I'm guessing it's a young stag beetle.
I found it near an area at the top of my garden where there are some old tree stumps and it is very sheltered, and I found a couple of adults there a few years ago.
Maybe they are breeding there? :2thumb:

One of my favourite UK inverts, a shame I see more stamped on on paths than living ones :/


----------



## garlicpickle (Jan 16, 2009)

You don't get immature adult beetles - they emerge from the pupa as full adults 

I think yours is the lesser stag beetle Dorcus parallelipipedus, tho I admit I'm not hot on beetles.


----------



## snowgoose (May 5, 2009)

yeah that's a Lesser Stag Beetle  Once they become beetles they are adults


----------



## DazedLewis (Aug 21, 2008)

Ah right, I didnt know that, cheers for letting me know  

Which are more uncommon in the uk, lesser or normal stag beetles?

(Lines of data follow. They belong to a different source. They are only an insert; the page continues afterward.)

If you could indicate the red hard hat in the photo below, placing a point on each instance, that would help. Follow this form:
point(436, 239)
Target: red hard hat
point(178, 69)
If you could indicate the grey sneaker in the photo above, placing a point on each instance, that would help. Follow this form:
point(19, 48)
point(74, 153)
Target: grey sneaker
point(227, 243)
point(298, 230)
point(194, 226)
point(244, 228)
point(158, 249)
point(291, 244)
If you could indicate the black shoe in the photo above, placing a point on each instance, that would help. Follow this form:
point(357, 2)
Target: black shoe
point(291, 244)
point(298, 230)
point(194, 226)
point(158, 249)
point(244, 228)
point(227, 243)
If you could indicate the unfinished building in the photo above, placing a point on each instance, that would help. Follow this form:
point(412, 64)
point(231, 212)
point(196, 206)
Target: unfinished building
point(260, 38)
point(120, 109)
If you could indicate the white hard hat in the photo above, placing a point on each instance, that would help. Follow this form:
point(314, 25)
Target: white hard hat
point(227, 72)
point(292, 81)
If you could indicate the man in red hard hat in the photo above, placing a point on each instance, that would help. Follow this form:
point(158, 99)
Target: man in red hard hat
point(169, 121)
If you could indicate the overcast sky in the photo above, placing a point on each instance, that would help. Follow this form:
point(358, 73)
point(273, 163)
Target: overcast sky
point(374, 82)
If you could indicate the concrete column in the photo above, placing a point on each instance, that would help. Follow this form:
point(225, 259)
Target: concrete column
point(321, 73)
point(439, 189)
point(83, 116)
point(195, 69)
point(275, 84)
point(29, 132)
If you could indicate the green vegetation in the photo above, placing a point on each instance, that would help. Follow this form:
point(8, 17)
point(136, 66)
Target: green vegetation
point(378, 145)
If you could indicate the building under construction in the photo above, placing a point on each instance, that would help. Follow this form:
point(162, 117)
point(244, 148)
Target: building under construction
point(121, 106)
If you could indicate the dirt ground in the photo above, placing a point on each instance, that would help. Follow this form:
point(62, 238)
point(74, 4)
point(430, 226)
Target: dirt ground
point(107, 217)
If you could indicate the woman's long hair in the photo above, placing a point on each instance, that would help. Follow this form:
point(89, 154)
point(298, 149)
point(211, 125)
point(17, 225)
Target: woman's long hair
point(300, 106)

I must have both types in my garden then lol


----------



## snowgoose (May 5, 2009)

I would say the normal are more less common but I'm not 100% sure on populations on either of these.


----------



## Javeo (May 4, 2008)

Yea thats a lesser, female normal stag beetles aslo look similar to that with small mandibles.


----------



## snowgoose (May 5, 2009)

Javeo said:


> Yea thats a lesser, female normal stag beetles aslo look similar to that with small mandibles.


Yes, female Lucanus cervus have smaller mandibles and also a more brown colour to their wing cases rather than black as with Dorcus parallelopipedus :2thumb:


----------



## Hedgewitch (Feb 12, 2008)

Man, I always thought those were just female stags, you live and learn eh?

How big is it?


----------



## snowgoose (May 5, 2009)

That's a female Lucanus cervus










And that's a female Dorcus parallelopipedus.


----------



## DazedLewis (Aug 21, 2008)

Hedgewitch said:


> Man, I always thought those were just female stags, you live and learn eh?
> 
> How big is it?


It was only about 4cm long! Still quite striking though


----------



## Sarracenia (Mar 20, 2008)

_Only_ 4cm? That's pretty big for a D. parallelopipedus. :gasp:

I wish I actually lived somewhere that Stags were native to. You don't get any decent inverts up north.


----------



## DazedLewis (Aug 21, 2008)

Sarracenia said:


> _Only_ 4cm? That's pretty big for a D. parallelopipedus. :gasp:
> 
> I wish I actually lived somewhere that Stags were native to. You don't get any decent inverts up north.


lol, I meant that its small compared to the other stag beetle species xD

maybe with global warming you might start seeing them in a few years.


----------



## Jennifer23 (Oct 7, 2008)

That's an awesome stag beetle.

I saw one last week and been looking out for more but not seen any.


----------